By contrast, the flaws of a closed system are obscured. As of yesterday, Russia’s state run TV hadn’t told their viewers Russians are attacking Kiev. When I spoke with my Moscow-based mother-in-law last night, she simply didn’t believe me when I told her there are thousands of Russian dead, though more sophisticated Russians can readily access that information.
Late Sunday, the Russian Ministry of Defense conceded losses, without offering a number. The Ukrainians say around 4000 Russian soldiers have lost their lives, roughly the amount of US soldiers who died in all of Iraq. In an interview, a Russian POW said he’d be shot if he retreated, which is what the Russian secret police did in WW2.
Incentives
In a closed system, the incentive is to find your place and fall into line. In an open system, the incentive is to take risks and initiative, thus the high pay for successful entrepreneurs. The difference is between being told what to do versus choosing what to do. Despondent Russian POWs (one a tank commander, another a sniper) seem to have no idea why they are in Ukraine and contrast sharply with Ukrainians lining up to give up their life to defend their land.
This incentive structure also in part explains why even Russians who loathe Putin are scared to fight him, though some are valiantly protesting. A closed system works via threat of violence, the type now being meted out on Ukraine. The list of those who have crossed Putin and been killed is long. Today, is the anniversary of the murder of Boris Nemtsov, a leading opposition politician. His own analysis of Putin was curt: Putin is a “pathological liar,” he said, which is worth bearing in mind as you read headlines about possible negotiation.
While closed systems give the appearance of order, they are in fact fragile, largely because most people don’t like living in them. It is in fact this reality that makes the many flaws of an open system become more attractive. By demonstrating the power of open systems, Zelensky and Ukraine are teaching all of us an invaluable, timeless lesson.
Economic Implications
Money management is full of people who made a lot of money and then lost it all. That’s what Putin looks like to me. Transcripts have emerged (I don’t know if they are accurate) of his deliberations and they suggest that he thought this would be over in 48 hours. Here are the market linkages I see at work:
Russian wealth will suffer enormously. When financial markets open in a few hours, the Russian ruble will likely fall sharply. Russia’s wealth still has not recovered from the 2014 Crimea invasion. While a lot of Putin-enablers will get justifiably crushed in this round of sanctions, millions of otherwise functional businesses will also get crushed. The brain drain out of Russia will accelerate.
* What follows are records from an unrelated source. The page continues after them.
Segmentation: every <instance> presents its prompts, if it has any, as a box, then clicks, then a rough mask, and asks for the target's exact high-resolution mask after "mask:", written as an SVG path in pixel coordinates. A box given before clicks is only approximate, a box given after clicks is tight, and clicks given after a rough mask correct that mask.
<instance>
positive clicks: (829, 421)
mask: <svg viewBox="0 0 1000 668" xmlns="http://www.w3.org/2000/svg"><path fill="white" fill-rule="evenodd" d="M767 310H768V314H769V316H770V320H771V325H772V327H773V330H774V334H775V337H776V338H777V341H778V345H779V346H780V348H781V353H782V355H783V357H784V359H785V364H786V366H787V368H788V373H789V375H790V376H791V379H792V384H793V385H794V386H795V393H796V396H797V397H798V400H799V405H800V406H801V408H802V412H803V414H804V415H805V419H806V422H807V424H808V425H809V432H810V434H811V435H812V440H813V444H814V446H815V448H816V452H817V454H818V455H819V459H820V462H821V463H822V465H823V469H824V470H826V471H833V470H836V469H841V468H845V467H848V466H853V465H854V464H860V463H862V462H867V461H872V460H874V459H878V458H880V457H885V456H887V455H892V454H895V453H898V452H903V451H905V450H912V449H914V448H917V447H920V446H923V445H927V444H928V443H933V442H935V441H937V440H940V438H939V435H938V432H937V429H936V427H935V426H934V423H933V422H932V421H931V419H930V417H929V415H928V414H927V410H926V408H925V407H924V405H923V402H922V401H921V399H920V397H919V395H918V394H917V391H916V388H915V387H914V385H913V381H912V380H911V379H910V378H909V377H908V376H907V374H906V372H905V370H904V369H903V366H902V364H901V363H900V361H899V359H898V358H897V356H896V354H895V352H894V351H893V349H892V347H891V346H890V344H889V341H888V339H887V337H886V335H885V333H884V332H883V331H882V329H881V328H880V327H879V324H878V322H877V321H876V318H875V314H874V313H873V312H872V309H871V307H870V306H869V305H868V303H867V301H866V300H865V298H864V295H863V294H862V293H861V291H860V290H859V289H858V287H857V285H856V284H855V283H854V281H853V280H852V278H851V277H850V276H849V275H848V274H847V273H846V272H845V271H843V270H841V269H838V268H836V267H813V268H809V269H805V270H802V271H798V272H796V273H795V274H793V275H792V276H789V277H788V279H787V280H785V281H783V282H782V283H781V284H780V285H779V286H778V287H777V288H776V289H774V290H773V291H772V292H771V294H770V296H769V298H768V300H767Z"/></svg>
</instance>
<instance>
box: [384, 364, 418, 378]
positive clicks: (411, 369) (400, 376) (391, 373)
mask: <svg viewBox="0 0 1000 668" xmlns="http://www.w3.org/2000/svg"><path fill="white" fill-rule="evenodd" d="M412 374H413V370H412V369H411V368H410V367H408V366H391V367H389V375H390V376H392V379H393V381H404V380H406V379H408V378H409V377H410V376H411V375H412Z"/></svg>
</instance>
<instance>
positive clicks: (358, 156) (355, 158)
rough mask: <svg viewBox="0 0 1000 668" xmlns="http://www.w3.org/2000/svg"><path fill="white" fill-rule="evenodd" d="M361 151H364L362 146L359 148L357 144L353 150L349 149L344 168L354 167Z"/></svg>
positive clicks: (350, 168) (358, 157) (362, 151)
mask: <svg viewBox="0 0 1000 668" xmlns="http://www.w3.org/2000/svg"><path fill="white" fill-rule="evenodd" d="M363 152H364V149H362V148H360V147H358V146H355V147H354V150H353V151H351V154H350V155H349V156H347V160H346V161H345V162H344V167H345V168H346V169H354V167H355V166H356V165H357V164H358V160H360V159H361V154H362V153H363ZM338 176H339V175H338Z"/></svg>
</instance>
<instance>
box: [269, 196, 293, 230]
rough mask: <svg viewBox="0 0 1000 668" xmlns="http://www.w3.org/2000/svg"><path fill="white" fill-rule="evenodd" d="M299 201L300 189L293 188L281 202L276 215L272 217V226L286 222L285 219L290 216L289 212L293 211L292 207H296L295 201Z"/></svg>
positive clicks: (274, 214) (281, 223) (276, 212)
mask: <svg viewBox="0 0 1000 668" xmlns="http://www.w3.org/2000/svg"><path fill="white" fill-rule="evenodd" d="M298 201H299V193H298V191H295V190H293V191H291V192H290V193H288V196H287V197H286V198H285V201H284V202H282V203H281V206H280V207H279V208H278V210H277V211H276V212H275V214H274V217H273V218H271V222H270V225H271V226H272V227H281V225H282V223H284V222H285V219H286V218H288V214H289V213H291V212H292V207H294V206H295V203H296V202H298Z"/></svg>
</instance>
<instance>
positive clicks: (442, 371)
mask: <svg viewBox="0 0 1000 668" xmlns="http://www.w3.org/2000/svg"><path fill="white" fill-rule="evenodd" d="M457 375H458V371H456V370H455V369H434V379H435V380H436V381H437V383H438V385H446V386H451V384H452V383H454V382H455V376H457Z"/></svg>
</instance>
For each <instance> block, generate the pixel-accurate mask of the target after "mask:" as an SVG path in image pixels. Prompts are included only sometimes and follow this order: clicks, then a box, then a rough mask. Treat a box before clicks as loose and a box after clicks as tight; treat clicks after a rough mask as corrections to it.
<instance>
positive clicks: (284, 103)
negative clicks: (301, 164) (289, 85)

Cutting Russia out of the global system is likely to further disrupt the global supply chain, though sanctions seem designed to keep oil and gas flowing. Russia is a significant exporter of other commodities, like palladium, which are critical for catalytic converters. Supply chain disruptions are inflationary.
Given high prices, whether the war is short or long, I suspect the Federal Reserves credibility fighting inflation is on the line and they will need to raise interest rates quite a bit. That’s bad for stocks and bonds, even though stock jumped last week.
Markets are incredibly volatile. As a portfolio manager, I take less risk when markets move this much. I do this by holding more cash. THIS IS NOT INVESTMENT ADVICE.
China has to be rethinking Taiwan and its embrace of Russia. Does this create room for a new approach with the US? That’s probably too optimistic.
Finally, this war is one more indication of how quickly media is changing (another example of creative destruction). The New York Times and The Wall Street Journal feel like they are about 20 hours behind Twitter and Telegram.
So far this year, I’ve lost a bit less than 1% (unaudited!).